It was finally time to weld each frame together. One of the challenges of welding is distortion caused by heat. Welding introduces enough heat to melt metal, so it can cause warping, and then as the weld cools it wants to contract, which introduces further warping. To counteract this, I fully constructed the frame, so that the bolts and the other panel would anchor the places I was welding. More importantly, I used “counterposed” welds, moving quickly through a sequence of welds that oppose each other as they cool.

A corner of the frame is shown. It's clamped to a flat plate with two clamps. There are two tack welds at the corner

There was one corner where I had trimmed the bars too much, and there was a slight gap. I tacked one face and then welded in a shim to fill the gap.

A corner of the frame is shown with a piece of 16 gauge steel in a gap between the two bars

After tacking (two tacks on one face, one on the other), these welds were ground flat. They looked good, so the next task was welding it out, making a complete bead from the inside corner to the outside corner. These welds were then ground flat. Finally, the corner edges from the front face to the back face were welded out. The inside corners were never welded. Once everything was fully welded, everything was cleaned up one more time with an angle grinder and then fine-tuned with a file.

A shiny, smooth corner of the frame with a bastard file on top

Sheet Metal Back

I mentioned earlier that the faces of the door would be sheet metal. One of them was pretty simple, just a sheet of 16 gauge (~1/16th”) steel in a rectangle, with a circular hole. Easy, right?

I cut the sheet with the big hydraulic sheet metal shear, which — happily — is back online. It was out of commission the semester I took Intermediate Layout, and we did all of the straight shearing in that class with a stomp shear, which uses the weight of your body to make the cut.

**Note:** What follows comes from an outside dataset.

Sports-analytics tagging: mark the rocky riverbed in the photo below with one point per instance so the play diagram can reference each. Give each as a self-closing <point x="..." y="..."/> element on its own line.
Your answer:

Doing that for 16 gauge steel would have been really pushing it.

The hardest part of the shearing process was making sure the cuts were square to the edges of the frame. I couldn’t use the squaring guide along the side of the shear, because who knows how square it is? Also, maybe my frame isn’t perfectly square itself. It’s more important that the sheet matches it than that the sheet is itself square. In the end, this involved a lot of sighting scribed lines transferred from the frame along the blade of the shear.

The other cut in the back side is the circular cutout for the doorknob. I made this cut by putting the weld-in lockbox in place to establish the location of the hole, and then using a mag drill to make a straight cut using a hole saw. This was a fairly ridiculous operation because the drill didn’t have enough clearance for it to sit flat on the sheet. The whole point of a magnetic drill is that you can position it on the thing you want to drill, turn the magnet on, and know that it will stay aligned as you drill. I ended up clamping supports to the sheet, magnetizing the drill to those, and drilling down through the lock box. Needless to say, a different technique was used for the other sheet.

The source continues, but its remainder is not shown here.